Depuis le début de la semaine, Bamako est surchauffée par une «information» révélée par notre confrère sénégalais L’Observateur, selon laquelle le chef de file de l’opposition malienne, Soumaïla Cissé, aurait assisté impuissamment au blocage de son argent, estimé à 27 milliards de FCFA.
Cette opération aurait été initiée par la France, à travers l’Agence Française de Développement (AFD), pour empêcher un transfert de 27 milliards de FCFA de la BCEAO à Ecobank. Cette situation intervient, selon notre confrère sénégalais, au moment où l’AFD a réceptionné l’audit qu’elle avait commandité sur l’argent de financement des forages que l’UEMOA devait réaliser dans les huit Etats de la communauté, dans le cadre de son programme d’hydraulique villageoise.
L’article est bien écrit, avec des chiffres précis sur cette vieille affaire de forages, sur laquelle Soumaïla Cissé s’était fort bien expliqué en décembre 2011, en rejetant des accusations fantaisistes. Le Président de la Commission de l’UEMOA d’alors n’était ni maitre d’ouvrage délégué ni une agence d’exécution. C’est la Commission de l’UEMOA et non son Président était maitre d’ouvrage.
A supposer, par extraordinaire, que tous les forages n’aient pas été réalisés ou mal faits, la responsabilité ne peut nullement incomber au Président Soumaïla Cissé. S’il y a des fautifs, ce sont bien les Agences d’exécution et ou les Etats – parties, qui auraient manqué de vigilance dans le suivi et le pointage des forages sur les territoires concernés.
Le puissant Président de l’UEMOA, à l’époque, ne peut pas être tenu pour responsable d’un travail bâclé ou mal fait. Son devoir était d’interpeller les entreprises dès qu’il a eu connaissance de la situation. Son devoir était aussi de rechercher des financements pour des projets concrets, en vue de leur mise en œuvre au profit des populations de la communauté.
Ce qui a été brillamment fait durant le passage de Soumaïla à l’UEMOA. En réalité, il a honoré le Mali par son bilan, son enthousiasme, son engagement pour l’intégration, à travers la mise en route de plusieurs directives. Aucune politique politicienne ne doit conduire les uns et les autres à essayer de détruire Soumaïla Cissé sur la base de faux et d’usage de faux.

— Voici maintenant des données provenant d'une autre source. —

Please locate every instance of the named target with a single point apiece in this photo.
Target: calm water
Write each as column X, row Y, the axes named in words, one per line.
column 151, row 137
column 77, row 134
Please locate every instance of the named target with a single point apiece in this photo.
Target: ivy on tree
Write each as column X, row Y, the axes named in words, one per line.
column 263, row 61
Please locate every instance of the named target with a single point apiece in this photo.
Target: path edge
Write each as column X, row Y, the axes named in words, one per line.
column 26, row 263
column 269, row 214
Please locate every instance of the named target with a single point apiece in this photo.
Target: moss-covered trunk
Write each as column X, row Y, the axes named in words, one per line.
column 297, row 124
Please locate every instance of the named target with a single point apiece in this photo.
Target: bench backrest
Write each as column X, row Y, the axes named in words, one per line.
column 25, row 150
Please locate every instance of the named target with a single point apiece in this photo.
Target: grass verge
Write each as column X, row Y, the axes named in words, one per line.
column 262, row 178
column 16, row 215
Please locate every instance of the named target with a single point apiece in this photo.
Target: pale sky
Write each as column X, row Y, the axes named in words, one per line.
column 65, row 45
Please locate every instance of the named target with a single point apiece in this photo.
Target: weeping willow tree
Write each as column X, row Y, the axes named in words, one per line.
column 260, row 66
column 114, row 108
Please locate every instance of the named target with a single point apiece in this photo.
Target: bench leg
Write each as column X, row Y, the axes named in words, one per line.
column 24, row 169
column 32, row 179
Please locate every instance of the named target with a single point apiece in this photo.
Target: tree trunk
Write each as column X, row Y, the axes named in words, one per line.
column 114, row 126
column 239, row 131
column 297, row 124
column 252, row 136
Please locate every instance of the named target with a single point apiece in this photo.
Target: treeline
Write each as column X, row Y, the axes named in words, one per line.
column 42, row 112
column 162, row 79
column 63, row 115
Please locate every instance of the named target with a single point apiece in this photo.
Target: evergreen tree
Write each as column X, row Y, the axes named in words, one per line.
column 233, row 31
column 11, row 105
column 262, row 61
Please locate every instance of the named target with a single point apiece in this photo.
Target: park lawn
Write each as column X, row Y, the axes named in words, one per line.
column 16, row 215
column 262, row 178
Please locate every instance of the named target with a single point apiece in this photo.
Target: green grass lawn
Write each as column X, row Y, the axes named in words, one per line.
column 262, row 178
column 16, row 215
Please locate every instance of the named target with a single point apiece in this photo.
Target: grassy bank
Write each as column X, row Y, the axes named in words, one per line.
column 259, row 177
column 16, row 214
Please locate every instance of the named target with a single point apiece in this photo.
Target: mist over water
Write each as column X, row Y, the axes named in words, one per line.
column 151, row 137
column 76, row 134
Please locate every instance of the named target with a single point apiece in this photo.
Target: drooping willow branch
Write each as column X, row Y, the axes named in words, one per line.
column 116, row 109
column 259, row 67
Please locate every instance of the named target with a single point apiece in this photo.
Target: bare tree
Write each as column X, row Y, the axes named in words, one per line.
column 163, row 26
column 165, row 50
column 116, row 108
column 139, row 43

Il est vrai qu’il avait eu maille à partir à l’époque avec un Commissaire de l’UEMOA, Sénégalais de son état, qui n’avait pas pu supporter la rigueur de notre compatriote. Celui-ci est donc fortement soupçonné d’être à l’origine des articles de presse dans son pays, pour tenter de déstabiliser le chef de file de l’opposition malienne. Ce n’est pas la première fois. On remet ça. On réchauffe le plat. Ce qui fait que c’est du déjà entendu.

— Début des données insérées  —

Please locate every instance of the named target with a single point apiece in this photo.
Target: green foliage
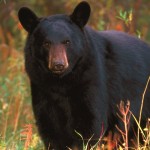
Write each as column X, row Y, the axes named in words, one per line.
column 15, row 100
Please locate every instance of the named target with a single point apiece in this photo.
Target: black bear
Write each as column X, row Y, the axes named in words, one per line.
column 79, row 75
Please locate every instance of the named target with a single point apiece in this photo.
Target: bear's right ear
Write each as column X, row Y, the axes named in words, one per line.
column 28, row 19
column 81, row 14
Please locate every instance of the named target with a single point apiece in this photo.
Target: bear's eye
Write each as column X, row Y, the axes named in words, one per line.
column 47, row 45
column 66, row 42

Ce qui est nouveau dans le dossier, c’est bien cette étrange affaire de 27 milliards de nos francs, bien supérieurs au montant total des 3 150 forages. C’est vraiment bizarre de tenter de faire croire aux citoyens de l’UEMOA que leur ancien Président de la Commission est à la fois un grand bourgeois et un voleur, parce qu’il est incompréhensible qu’il puisse détenir une telle fortune, dont il n’a hérité nulle part.
Qu’on nous dise qu’il est riche, on peut le comprendre, parce que son parcours brillant ne peut pas faire de lui un homme pauvre. Mais riche jusqu’à des dizaines des milliards de FCFA nous parait énorme. C’est donc une manière peu élégante de l’étiqueter comme un délinquant financier. Ce qui n’est pas le cas, jusqu’à preuve du contraire. Et nous avons besoin de preuves pour être convaincus.
C’est pourquoi, nous avons joint par téléphone le Directeur national de la BCEAO, Konzo Traoré, pour nous édifier sur ce prétendu transfert. Très laconique, il nous a répondu en ces termes : «j’ai lu sur Internet cette affaire. Je continue de m’interroger, d’où vient cette information? Ce qui est sûr, ce que la BCEAO Mali n’est pas au courant de cette opération bancaire. Nous n’avons aucune information de nos structures sur une telle opération».
Ensuite, nous avons joint le 2ème conseil de l’Ambassade France, Samuel Gourgon, puisque c’est le pays de François Hollande qui aurait bloqué ces 27 milliards de nos francs. Il nous a dit n’avoir aucune information sur l’opération et s’atteler à nous la vérifier avant de revenir vers nous. Au moment où nous mettions sous presse, il ne s’est toujours pas manifesté. Nous y reviendrons.